En la casa Árbol siempre había fiesta. En la casa Árbol vivían Catalina, Pelayo, su marido, y sus ocho hijos, la chica de servicio, un perro con pedigrí y un chucho que trajo un día Monse, la vecina.
Catalina se casó a los diecisiete años con el heredero de un importante industrial de un pueblo de Castilla, y cuando ya tenía cuatro hijos, su marido compró una casa cerca del río, una casa con jardín y sitio para toda la familia.
Catalina estuvo entretenida en parir una tras otra, trece criaturas de las que sobrevivieron ocho.
Christophe Gilbert
Pelayo, el señor, era un gallo con cresta y sin espolones, un playboy con camisa de falange y abrigos de cheviot.

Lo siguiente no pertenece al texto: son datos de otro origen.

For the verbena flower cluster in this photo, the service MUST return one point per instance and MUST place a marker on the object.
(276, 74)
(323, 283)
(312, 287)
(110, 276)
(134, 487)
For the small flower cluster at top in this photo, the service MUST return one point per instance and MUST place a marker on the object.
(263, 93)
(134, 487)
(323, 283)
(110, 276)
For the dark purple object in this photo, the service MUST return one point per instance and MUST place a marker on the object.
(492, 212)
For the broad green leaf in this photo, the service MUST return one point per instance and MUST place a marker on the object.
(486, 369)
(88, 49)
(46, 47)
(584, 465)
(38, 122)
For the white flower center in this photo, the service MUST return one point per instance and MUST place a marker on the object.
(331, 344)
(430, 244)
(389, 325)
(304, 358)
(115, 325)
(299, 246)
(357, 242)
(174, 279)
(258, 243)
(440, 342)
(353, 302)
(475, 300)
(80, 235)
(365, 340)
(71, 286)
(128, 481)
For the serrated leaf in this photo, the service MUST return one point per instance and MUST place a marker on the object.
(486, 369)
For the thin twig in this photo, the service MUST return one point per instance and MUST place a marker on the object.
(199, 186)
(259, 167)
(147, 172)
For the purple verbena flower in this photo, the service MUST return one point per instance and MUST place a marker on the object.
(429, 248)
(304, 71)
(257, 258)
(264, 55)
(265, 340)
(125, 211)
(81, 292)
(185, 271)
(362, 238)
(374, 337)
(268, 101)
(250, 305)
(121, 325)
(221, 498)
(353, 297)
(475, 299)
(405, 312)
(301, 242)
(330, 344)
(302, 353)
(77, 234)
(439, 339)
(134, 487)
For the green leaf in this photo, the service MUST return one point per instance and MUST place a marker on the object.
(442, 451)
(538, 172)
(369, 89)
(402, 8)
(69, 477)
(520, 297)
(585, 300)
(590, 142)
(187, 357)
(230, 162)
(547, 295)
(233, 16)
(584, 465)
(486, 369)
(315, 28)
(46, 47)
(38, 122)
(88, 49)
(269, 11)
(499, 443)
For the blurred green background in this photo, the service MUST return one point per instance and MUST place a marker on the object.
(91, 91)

Catalina, entre vómito y vómito, entre dolores en el alto y bajo vientre, migrañas y sofocos encontraba tiempo para cocinar a diario para toda la familia, cuyos miembros le pedían cada cual lo que más les gustaba: Pelayo, ternera, lechazo o jijas castellanas, el mayor de los hijos solo comía huevos fritos y pollo con patatas, el segundo, Luisito, comía de todo, menos pescado azul y verdura, a la tercera no le importaba lo que fuera, pero comía tan rápido y con tanta voracidad que si salía del colegio antes de hora podía demediar el menú del día, la número cuatro, “es una melindres” decía su madre, y le encantaba bailar mientras comían; le gustaba radio Juventud de Castilla porque radiaban la “Solicitud del oyente” y pedían chachachás y canciones de Paul Anka. La madre dejaba que bailara porque a su padre se le caía la baba mirándola y lo que más quería Catalina era que todos fueran felices. El quinto y la sexta también tenían sus rarezas y los dos gemelos, aun mamaban.
Un año, Pelayo contrató la plaza de toros y tres novilleros para las fiestas del pueblo, y después de enseñarles la plaza y tantear a los novillos, los invitó a comer en casa. Catalina preparó un banquete de merluza porque pensó que para torear tendrían que tener el estómago ligero, y durante la comida, los novilleros decían tantas barbaridades y atrevimientos que Catalina pensó que eran unos inocentes en peligro de muerte. Fue a la cocina, preparó una tisana con Valium y se las ingenió para que la tomaran. A la hora de ir a la plaza los toreros y su marido estaban profundamente dormidos y se suspendió la novillada. La gente reclamó las entradas a Pelayo y casi se arruinó, por lo que tuvo que posponer la fiesta para otro día, y para dejar tranquila a su mujer, dijo que llevaría a los novilleros a rezar a la Virgen del Lago y que ella los protegería.
Shandi Skoglund
En la casa Árbol fiesta había todos los días, todos hacían lo que querían, no había disciplina, el padre les compraba libros y juguetes y los críos jugaban por los pasillos, encima de las mesas, en la bañera o colgados de las lámparas de “Capodimonte”; no importaba.
Rob Gonsalves
El padre como era el heredero de una familia hidalga tenía compromisos, y si venía al pueblo el gobernador, el jefe provincial del movimiento o incluso el señor obispo le regalaba a su mujer un abrigo de Astrakán, un anillo con perlas y brillantes o un sombrerito de ala corta para recibir a monseñor.
Según fueron creciendo los niños, y los gemelos soltaron la teta, la madre tenía más tiempo para ocuparse de sus cosas y, aunque seguía cocinando a la carta, se compró una cocina de gas butano con horno, una lavadora eléctrica de importación, una televisión y una batidora para las salsas; y antes de meter la ropa en el tambor, palpaba los bolsillos de los pantalones del marido y rebuscaba en las chaquetas porque don Pelayo viajaba mucho y notaba que a ella además de a perfume Varon Dandy y a puros canarios, le olía a chamusquina.
A la casa Árbol se le cayeron las hojas cuando Catalina encontró en el bolsillo de su marido una caja de condones franceses y tres plumas de aves del paraíso. El olor a cabaret de las camisas se le quedó pegado como una mosca en el escote.
Ese día se acabó la fiesta en casa Árbol, y aunque el cura le decía que perdonara a su marido y lo atrajera al hogar con buenas maneras, Catalina no estaba dispuesta a pasar por la rueda del martirio y de jarras en medio de la cocina, cantó la Marsellesa, como quien canta un bolero.